Federal Communications Commisioner Benjamin L. Hooks said yesterday he hopes broadcast industry officials and sources of financial backing will reexamine policies that make it difficult for black and other minorities to buy stations.
Hooks said he hoped a two-day conference at the FCC, which concluded yesterday, would focus attention on the problems minorities experience in attaining ownership in radio and television.
"I have become an expert on being turned down and off by every conceivable source of financing for reasons that have ranged from being well-founded to being shameful and utterly stupid," said Ragan A. Henry, president of Broadcast Enterprises Network, Inc.
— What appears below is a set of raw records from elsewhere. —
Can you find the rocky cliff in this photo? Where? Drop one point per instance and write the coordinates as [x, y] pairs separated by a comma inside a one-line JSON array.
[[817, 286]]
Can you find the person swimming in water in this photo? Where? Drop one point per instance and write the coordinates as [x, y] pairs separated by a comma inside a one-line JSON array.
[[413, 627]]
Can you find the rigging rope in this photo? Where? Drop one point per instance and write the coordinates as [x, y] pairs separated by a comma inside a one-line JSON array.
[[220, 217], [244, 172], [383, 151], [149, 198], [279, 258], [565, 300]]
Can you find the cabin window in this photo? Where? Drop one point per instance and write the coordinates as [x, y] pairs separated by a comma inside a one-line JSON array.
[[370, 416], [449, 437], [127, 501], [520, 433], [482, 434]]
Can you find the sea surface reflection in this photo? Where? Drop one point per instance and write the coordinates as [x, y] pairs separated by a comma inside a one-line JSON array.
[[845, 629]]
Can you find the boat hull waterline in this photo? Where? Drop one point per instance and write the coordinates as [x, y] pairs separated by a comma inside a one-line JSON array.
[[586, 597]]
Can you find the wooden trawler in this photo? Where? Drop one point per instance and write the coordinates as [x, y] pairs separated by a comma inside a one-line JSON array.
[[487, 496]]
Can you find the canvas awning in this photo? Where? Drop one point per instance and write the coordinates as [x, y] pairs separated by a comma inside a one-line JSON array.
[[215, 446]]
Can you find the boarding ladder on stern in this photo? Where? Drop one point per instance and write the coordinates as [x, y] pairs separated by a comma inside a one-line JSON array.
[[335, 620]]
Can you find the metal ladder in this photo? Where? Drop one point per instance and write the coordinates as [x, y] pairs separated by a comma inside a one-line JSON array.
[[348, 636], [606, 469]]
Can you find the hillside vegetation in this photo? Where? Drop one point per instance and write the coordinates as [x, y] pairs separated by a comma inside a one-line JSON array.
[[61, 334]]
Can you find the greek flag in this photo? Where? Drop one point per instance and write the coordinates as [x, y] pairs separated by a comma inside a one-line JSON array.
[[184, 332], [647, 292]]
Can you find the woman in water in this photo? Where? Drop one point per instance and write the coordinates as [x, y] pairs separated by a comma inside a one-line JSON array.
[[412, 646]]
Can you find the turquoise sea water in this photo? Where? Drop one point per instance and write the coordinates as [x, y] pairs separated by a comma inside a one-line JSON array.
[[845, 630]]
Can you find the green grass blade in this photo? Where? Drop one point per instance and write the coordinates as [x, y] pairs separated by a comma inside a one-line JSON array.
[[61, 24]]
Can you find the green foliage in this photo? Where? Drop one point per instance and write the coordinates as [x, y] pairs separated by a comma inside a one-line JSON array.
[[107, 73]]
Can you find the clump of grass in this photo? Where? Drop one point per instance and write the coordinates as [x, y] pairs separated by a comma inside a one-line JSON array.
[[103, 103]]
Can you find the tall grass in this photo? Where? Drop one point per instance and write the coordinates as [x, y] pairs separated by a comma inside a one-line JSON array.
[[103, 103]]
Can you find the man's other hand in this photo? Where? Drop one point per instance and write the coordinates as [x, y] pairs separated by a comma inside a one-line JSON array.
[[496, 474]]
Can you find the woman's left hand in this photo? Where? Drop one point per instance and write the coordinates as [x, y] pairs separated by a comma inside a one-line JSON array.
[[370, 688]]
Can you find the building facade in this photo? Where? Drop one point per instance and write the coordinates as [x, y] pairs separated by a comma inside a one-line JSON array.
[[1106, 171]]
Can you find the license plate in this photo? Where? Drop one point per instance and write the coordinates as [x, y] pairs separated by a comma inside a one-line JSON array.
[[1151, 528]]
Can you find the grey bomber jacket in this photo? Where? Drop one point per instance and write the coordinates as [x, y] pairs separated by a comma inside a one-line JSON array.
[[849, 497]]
FCC chairman Richard Wiley said "less than one-half of one per cent of the nation's 8,500 broadcast stations are owned by black Americans" and that other minorities have similar low levels of ownerships, statistics he called "very disturbing."
Government, industry and financial officials attended the sessions called, according to Hooks, "to bring together those who feel they are aggrieved" to make known their complaints.
Hooks proposed during the conference that the FCC require advance public notice when a broadcast station is bring sold so minorities will have a chance to bid for it.
Hooks said not only minorities but the public in general is unaware when a station is being sold and that minority parties particularly have compained that many of the most desirable properties are disposed of through an "old boy network" of station owners, brokers and station owner.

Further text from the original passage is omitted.